The Staverton Nature Reserve comprises two sections: a public-access Boardwalk area and a fenced-off inner area which, as far as possible, is left to settle into a natural ecological balance without the disruptive impact of human activity.
This area provides a scenic walking route between the Staverton river path and the playing fields, a chance to enjoy the diverse fauna and flora inhabiting the Staverton Nature Reserve.
The Inner Reserve
This inner area comprises a steep slope of about two acres running down from the Staverton playing field towards the River Dart. At the bottom is a rare form of woodland marsh habitat which floods in winter and dries out in summer – possibly a breeding ground for amphibians A cursory glance reveals there are 6 species of mature deciduous trees on the site, including a significant stand of common alder.
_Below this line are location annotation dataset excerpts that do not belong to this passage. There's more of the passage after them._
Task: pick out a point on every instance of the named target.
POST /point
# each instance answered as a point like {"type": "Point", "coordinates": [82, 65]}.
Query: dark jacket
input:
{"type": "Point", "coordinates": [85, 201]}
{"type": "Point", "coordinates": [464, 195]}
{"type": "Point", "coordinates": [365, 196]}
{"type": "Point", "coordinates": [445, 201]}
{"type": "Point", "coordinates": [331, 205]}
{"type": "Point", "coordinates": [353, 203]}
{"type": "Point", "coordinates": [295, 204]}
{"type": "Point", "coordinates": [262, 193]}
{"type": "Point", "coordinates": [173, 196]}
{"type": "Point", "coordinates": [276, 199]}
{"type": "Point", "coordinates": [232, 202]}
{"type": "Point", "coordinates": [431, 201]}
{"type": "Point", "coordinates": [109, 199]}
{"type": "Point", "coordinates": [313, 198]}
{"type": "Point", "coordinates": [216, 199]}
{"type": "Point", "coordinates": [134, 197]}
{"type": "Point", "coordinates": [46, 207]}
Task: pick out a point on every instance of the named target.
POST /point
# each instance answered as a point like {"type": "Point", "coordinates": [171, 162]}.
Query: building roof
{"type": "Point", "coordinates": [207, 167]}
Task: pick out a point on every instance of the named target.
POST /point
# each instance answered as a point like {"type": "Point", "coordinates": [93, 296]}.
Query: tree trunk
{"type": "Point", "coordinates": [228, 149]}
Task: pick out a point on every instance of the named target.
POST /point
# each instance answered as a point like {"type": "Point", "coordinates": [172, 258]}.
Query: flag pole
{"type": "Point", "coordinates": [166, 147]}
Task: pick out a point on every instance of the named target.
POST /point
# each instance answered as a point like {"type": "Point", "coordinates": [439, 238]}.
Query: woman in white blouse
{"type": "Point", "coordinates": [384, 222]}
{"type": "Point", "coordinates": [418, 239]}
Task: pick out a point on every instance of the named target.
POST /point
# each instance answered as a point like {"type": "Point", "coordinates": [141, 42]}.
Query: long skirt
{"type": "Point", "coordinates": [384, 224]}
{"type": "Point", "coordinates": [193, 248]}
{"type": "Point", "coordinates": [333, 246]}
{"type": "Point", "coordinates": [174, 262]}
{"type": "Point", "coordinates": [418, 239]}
There is an understory of elder, holly, blackthorn and hazel which shows signs of having been coppiced in the distant past. The Ordnance Survey map of 1895 shows it as a woodland site, and it is believed that many of the trees could be at least 100 years old. The ancient wood indicator dog’s mercury is abundant amongst the leaf litter beneath the tree canopy. It is possibly a habitat for great crested newts, and higher up the slope for dormice. This needs further research. Badgers, roe deer and four species of bats are known to use the site, and it offers a haven for woodland birds both nesting and roosting. Marsh tits have been observed nesting there. Beetles and other invertebrates make homes in the many fallen trees providing food at the lower end of the food chain. According to the Wildlife Trust, there is an urgent need to ensure the conservation of these little secret spaces.